For some of these, obviously, the decision is averse to the ABLA filer or it's a supplement, where the ABLA filer agrees to stay off the market for a certain period of time. For example, for the case of Humira (adalimumab), we know that there are a number of filers who have gotten approval, but through a settlement have agreed not to launch their products until a date in the future. And so, the patent dance actually facilitated those settlements in a way that was contemplated by the BPCIA. So, I think it is essentially achieving the purpose that it was meant to achieve by giving clarity to biosimilar manufacturers as to what the risks are associated with bringing their molecules to the market once they get FDA approval.

CfB: The new approval pathway under the BPCIA gives instant biologic drug license status to products previously approved under the FD&C [Federal Food, Drug, and Cosmetic] Act. Is this the seamless change that the FDA has described?

Mitrokostas: So, I believe you're referring to the "Deemed to be a License" provision under the BPCIA which essentially provided a 10-year window within which products that were previously approved as NDAs [new drug applications]—for example, insulin glargine—would transition 10 years after the enactment of the BPCIA to BLAs, without having to refile the application and get new approval. It also provided a pathway where a biosimilar can come to the market through an ABLA. And since we've passed that March 2020 [transition] date, it has essentially worked the way it was contemplated to work.

Last year, FDA ironed out some of the issues [with the provision] through some guidances. In addition, we saw in Congress's Budget Appropriations Act at the end of last year, some further actions to try to facilitate the approval of biosimilars to some of these molecules. For example, as we talked about short while ago, Mylan [and Biocon], got approval for their insulin glargine product that was originally filed as an ANDA [abbreviated new drug application], because [reference] insulin glargine [Lantus] was approved as an NDA.

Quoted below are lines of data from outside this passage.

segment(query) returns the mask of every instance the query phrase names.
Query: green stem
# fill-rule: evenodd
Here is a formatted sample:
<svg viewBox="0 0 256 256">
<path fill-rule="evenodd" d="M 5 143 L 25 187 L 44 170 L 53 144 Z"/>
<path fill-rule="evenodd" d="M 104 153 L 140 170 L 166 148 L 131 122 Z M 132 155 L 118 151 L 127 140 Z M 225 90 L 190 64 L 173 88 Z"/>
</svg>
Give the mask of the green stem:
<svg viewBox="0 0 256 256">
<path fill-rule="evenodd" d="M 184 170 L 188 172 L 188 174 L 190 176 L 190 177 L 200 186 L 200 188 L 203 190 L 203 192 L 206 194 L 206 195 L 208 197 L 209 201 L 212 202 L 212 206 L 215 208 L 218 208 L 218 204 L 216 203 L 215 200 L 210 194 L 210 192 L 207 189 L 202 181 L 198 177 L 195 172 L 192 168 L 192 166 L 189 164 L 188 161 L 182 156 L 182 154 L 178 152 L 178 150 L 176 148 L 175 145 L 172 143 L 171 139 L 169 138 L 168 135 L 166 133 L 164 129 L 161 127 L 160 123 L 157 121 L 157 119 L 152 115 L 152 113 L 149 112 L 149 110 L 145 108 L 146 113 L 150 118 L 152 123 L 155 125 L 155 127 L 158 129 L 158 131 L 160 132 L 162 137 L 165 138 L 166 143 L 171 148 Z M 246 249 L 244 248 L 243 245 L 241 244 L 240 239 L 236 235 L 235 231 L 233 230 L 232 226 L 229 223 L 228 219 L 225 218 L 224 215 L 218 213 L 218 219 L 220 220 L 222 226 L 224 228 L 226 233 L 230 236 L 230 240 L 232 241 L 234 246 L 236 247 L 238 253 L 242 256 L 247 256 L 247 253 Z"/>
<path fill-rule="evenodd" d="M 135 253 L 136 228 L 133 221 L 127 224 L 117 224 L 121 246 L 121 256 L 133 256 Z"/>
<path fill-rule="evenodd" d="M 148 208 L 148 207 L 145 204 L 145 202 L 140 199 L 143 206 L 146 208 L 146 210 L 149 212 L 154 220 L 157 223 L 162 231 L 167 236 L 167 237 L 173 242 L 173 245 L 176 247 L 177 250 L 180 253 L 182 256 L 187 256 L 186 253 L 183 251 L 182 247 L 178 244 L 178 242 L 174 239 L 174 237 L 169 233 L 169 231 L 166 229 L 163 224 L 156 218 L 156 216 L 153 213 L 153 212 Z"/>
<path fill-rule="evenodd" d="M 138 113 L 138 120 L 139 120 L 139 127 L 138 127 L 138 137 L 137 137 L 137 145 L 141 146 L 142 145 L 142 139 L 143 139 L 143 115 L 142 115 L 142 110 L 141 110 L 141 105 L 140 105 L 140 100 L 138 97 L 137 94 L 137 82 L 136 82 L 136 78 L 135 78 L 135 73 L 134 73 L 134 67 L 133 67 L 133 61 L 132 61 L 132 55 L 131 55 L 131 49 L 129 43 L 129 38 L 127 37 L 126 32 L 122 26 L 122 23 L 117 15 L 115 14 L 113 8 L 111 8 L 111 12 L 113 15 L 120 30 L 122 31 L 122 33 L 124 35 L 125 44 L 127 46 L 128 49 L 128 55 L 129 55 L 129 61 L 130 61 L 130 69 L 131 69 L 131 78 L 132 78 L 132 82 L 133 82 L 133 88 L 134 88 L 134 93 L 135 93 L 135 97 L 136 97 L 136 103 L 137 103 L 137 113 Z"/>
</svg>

In March 2020, that insulin glargine molecule was [transitioned] to be a BLA under the BPCIA. And Congress made clear that ANDAs that were pending, at that time of the transition date, would continue to get reviewed and approved without the need to be refiled as a BLA. That was sort of an issue in question that FDA and stakeholders and others have been weighing into for the last several years with regard to this transition date on what would happen to these pending ANDAs. But, as we saw, there were some clarity to it.

So, from that perspective, there was a seamless transition for the molecules that fell under this "Deemed to be a License" provision. FDA is still addressing the definition of protein, which impacts which of these molecules would fall under the provision, and also the scope of the "Deemed to be a License" provision. But I think, so far, things have been working as they intended.

CfB: What do biosimilar manufacturers need to know about this to make effective decisions about product applications, particularly those for insulins?

Mitrokostas: So, there's been a lot of FDA guidance that has come out around the "Deemed to be a License" provision as well as the manufacturing and development of a biosimilar insulin product. For example, FDA issued guidance about the risks associated with immunogenicity in the development of insulin products [in November 2019]. FDA did that in anticipation of the "Deemed to be a License" transition date [that was approaching] in March 2020.

I think what's clear from all of this is that FDA is obviously interested in seeing robust data from applicants with respect to [making sure their products are] highly similar and [that there are] no clinically meaningful differences [from the reference product, which is] the standard for demonstrating biosimilarity for insulin products. So, developers of these products, I think, are taking that guidance into account and should be advised to speak with FDA about the plan for demonstrating that their biosimilar is highly similar to and shows no clinically meaningful differences from a [reference] insulin product.